The mammalian brain uses glucose as its primary energy source; therefore, glucose metabolism plays a pivotal role in maintaining neuronal function and neurotransmission. The disruption of neuronal glucose metabolism is closely related to synaptic dysfunction (Moon et al., 2014). In patients with AD, reduced cerebral glucose consumption, called “hypometabolism,” is typically observed, indicating neuronal degradation (Costantini et al., 2008). However, several preclinical PET studies have shown findings contradictory to the clinical results of “hypermetabolism” (Luo et al., 2012; Poisnel et al., 2012; Rojas et al., 2013). In the present study, we did not observe any significant differences in 18F-FDG uptake between the AD and WT groups. This result is in good agreement with Kuntner’s work. They demonstrated that 18F-FDG-PET in Tg2576 mice did not show any significant differences in glucose metabolism in the brain compared with WT mice (Kuntner et al., 2009). These results may be due to the presence of inflammatory cells around amyloid plaques. High astrogliosis and microgliosis can reportedly increase glucose metabolism, which appears to be reflected in the PET images. In the case of APP/PS2 mice, the inflammatory response starts at the age of 9 months and correlates with Aβ deposition (Richards et al., 2003). Further investigation is required to address this issue.
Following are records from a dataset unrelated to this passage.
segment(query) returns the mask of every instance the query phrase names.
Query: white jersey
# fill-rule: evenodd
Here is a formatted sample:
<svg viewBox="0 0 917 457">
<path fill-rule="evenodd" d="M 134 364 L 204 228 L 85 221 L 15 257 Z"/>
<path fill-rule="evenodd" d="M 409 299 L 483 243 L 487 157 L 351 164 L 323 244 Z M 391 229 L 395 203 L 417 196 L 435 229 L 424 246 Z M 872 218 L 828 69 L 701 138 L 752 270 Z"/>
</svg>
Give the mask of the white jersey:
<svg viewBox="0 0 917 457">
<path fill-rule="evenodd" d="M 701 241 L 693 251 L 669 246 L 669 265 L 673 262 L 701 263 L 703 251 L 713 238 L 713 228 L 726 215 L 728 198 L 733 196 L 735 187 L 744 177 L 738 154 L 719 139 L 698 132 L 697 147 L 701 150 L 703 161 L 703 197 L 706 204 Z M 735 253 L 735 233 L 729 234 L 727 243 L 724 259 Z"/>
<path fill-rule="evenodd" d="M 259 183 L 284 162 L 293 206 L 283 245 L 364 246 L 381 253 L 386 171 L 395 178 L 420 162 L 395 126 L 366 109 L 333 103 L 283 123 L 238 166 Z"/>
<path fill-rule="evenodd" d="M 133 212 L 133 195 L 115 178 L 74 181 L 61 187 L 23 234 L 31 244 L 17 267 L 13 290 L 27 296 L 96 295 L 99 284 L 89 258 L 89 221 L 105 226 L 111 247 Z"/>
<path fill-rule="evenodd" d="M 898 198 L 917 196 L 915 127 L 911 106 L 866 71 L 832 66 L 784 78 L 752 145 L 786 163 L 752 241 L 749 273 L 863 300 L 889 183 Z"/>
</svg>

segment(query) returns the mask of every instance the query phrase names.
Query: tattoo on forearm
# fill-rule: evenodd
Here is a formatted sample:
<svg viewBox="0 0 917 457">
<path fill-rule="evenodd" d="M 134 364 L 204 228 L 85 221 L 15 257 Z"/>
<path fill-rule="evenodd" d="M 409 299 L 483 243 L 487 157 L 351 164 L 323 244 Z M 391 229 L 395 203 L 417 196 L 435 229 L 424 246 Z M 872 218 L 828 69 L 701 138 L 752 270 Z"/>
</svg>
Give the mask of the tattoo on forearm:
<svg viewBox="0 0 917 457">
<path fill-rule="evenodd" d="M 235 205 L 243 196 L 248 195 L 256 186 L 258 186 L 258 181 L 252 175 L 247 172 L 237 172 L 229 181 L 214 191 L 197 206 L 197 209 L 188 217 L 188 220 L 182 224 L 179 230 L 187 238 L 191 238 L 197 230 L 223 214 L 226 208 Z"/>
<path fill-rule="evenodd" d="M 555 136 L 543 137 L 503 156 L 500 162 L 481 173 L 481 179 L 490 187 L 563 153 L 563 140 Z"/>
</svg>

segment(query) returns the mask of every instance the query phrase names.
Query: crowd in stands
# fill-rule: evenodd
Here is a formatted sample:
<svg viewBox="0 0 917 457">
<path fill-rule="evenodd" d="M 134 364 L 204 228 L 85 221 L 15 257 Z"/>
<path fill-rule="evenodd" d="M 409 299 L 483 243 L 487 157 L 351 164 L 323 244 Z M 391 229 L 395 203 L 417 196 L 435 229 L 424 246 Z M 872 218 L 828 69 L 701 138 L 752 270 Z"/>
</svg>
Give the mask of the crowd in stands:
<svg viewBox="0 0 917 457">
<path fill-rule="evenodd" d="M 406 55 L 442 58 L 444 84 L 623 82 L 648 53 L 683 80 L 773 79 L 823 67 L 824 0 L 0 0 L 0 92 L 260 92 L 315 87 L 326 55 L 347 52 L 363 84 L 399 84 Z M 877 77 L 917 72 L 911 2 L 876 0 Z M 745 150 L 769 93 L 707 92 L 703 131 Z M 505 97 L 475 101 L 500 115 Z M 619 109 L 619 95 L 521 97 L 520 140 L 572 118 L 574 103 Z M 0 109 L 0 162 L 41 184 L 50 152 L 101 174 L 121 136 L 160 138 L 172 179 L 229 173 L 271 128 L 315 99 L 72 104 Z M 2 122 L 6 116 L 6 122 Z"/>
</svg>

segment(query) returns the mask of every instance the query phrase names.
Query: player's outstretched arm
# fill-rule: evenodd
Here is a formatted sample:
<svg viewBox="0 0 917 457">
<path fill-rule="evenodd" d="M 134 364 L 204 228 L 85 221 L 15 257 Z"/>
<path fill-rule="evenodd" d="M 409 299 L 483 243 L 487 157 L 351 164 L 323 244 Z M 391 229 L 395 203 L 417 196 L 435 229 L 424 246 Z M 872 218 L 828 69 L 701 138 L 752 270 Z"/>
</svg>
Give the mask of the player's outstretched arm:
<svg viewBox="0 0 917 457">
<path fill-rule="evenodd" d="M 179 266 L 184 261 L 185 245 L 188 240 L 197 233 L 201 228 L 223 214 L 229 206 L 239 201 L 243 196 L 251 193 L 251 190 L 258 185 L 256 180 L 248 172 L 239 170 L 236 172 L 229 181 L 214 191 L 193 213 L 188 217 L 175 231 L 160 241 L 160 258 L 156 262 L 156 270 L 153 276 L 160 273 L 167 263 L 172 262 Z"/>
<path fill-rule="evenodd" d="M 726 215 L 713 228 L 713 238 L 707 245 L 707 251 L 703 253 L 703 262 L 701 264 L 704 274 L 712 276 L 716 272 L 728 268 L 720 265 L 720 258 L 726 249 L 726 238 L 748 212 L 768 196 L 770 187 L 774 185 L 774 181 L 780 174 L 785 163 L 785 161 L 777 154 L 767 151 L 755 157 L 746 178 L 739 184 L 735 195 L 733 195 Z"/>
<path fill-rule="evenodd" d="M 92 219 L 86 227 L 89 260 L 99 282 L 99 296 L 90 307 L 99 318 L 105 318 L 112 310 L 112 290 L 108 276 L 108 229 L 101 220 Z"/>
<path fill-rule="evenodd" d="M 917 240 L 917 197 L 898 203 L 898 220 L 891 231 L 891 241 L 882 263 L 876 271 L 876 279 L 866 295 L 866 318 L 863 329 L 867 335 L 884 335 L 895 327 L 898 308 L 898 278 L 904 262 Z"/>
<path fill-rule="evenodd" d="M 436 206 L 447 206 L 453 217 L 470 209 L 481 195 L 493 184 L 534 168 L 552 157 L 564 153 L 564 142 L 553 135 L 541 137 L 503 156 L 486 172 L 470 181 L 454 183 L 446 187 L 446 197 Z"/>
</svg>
Aβ is regarded as a critical biomarker for AD. In clinical studies, growing evidence suggests that amyloid PET correlates with the pathology of AD (Ikonomovic et al., 2008; Sojkova et al., 2011). However, the suitability of amyloid PET for preclinical use is controversial in the literature. Some studies have successfully monitored the progression of amyloidosis in animal models of AD. Snellman et al. (2013) demonstrated that neocortical 11C-PIB uptake is noticeably increased in APP23. Rojas et al. (2013) revealed that 5xFAD mice exhibited a significantly higher uptake of 18F-florbetapir and 11C-PIB. In contrast, other researchers have observed no difference between the AD and WT groups, despite the pathological confirmation of the deposition of high Aβ. Klunk et al. (2005) also showed no significant uptake of 11C-PIB in APP/PS2 mice compared to the WT. Amyloid pathologies may vary depending on the genetically modified mouse. To address this issue, Brendel et al. (2015) performed a comparative amyloid PET and cross-sectional histological study to identify suitable transgenic mice with APPswe, APPswe/PS2, APPswe/PS1G384A, and APPswe/PS1dE9. They suggested that APPswe/PS2 transgenic mice had the highest brain and progressive radioactivity uptake with age (Brendel et al., 2015). Therefore, we selected APPswe/PS2 mice for the present study and observed higher brain uptake values in these transgenic mice than in wild-type mice.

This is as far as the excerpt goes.